CEDA chief executive David Byers explains the thinking behind Dr Knox's pension age proposal.
Australian 65-year-olds first received the national age pension in 1910. It was a time we can now barely imagine: the year when Harry Houdini made Australia's first controlled, powered airplane flight, a year when a week's wages might be 40 shillings ($4), a year when the Newtown Jets defeated the Rabbitohs for the NSW Rugby League premiership and Collingwood beat Carlton to claim the VFL crown.
That first age pension was 10 shillings a week.
At the time, if you were a man, your life expectancy at birth was just 56 years old. Just one in 25 Australians was 65 or older. If you were a typical 65-year-old Australian man, you'd probably had a hard life of manual labour. And being one of the few who made it 65, you could expect to live just 11 more years.
But being 65 today is not what it was. In recent decades, Australian life expectancies have shot up. Ninety-seven years after the introduction of the age pension, one in 7 Australians is 65 or older. Today's typical 65-year-old man can expect almost 20 more years of life - and women almost 23 more years. And those numbers are still going up.
Make no mistake: this is great news. It means people who would have been long gone are still alive. Medical science and preventative health measures have reduced fatalities from heart disease, many types of cancers, and smoking-related conditions like emphysema. And what evidence we have suggests people are not just living longer, but staying healthy and enjoying life longer too. These days 65-year-olds are setting off to trek the Himalayas.
But along with the good news comes a different story. More than 15 per cent of Australians are now 65 or over. In another 40 years, we can expect a quarter of all Australians to be 65 or older. Even with private superannuation doing its part, that's a lot of people receiving an age pension - and with a smaller proportion of working-age people paying the taxes that fund those pensions.
That's why CEDA believes it's time to look at raising the pension age - slowly, sensibly, and over a number of years. In a new CEDA paper, actuarial expert Dr David Knox argues that we should move the pension age up gradually from 65 to 67 between 2015 and 2022.
A slightly higher pension age would not only reflect how the world is changing. It would also boost our economy, encourage more people to stay in the workforce and ease the tax bill that we Australians will have to pay in the years ahead.

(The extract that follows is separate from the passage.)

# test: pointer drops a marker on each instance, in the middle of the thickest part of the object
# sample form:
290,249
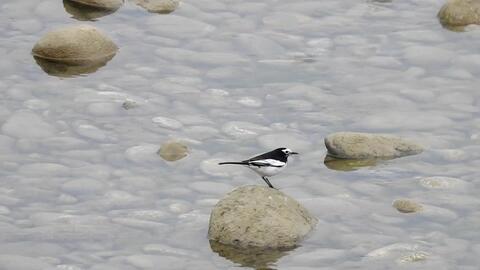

Dr Knox suggests it would save the budget about $800 million a year in today's dollars.
It's hardly a radical proposal. Wealthy Iceland and Norway already wait until 67 to confer the age pension, and countries like the US, the UK and Germany have all started raising their pension ages. Indeed, Australia is already doing something similar. Since 1995 Australian women have waited a little longer each year for the pension. Women now wait until 63, and by 2014 they'll receive the pension at 65.
As well as looking at raising the pension age to 67, we should consider an ongoing linkage to changes in Australians' likely life expectancy. After all, if the current trend continues, by 2047 the average Australian 67-year-old women will face another 30 years of life. At that point, even a pension age of 67 will seem faintly silly. We'd be better off with a system that responds to changing realities and alters the preconception about when you are "too old" to work.
A higher pension age doesn't mean everyone should work longer. By their mid-sixties, some people will suffer medical conditions that leave them unable to put in a full workweek. And thankfully, Australia already has a safety net for these people - the disability support pension, paid at the same rate and with the same broad rules as the age pension. Indeed, the disability support pension has been used to help many women in the early sixties as the female pension age has risen. Dr Knox's proposal is clear about this: if we raise the pension age, those Australians who qualify for the disability support pension would continue to do so.
Thankfully, 65 isn't what it used to be. We should look at fine-tuning our pension system to respond to that fact.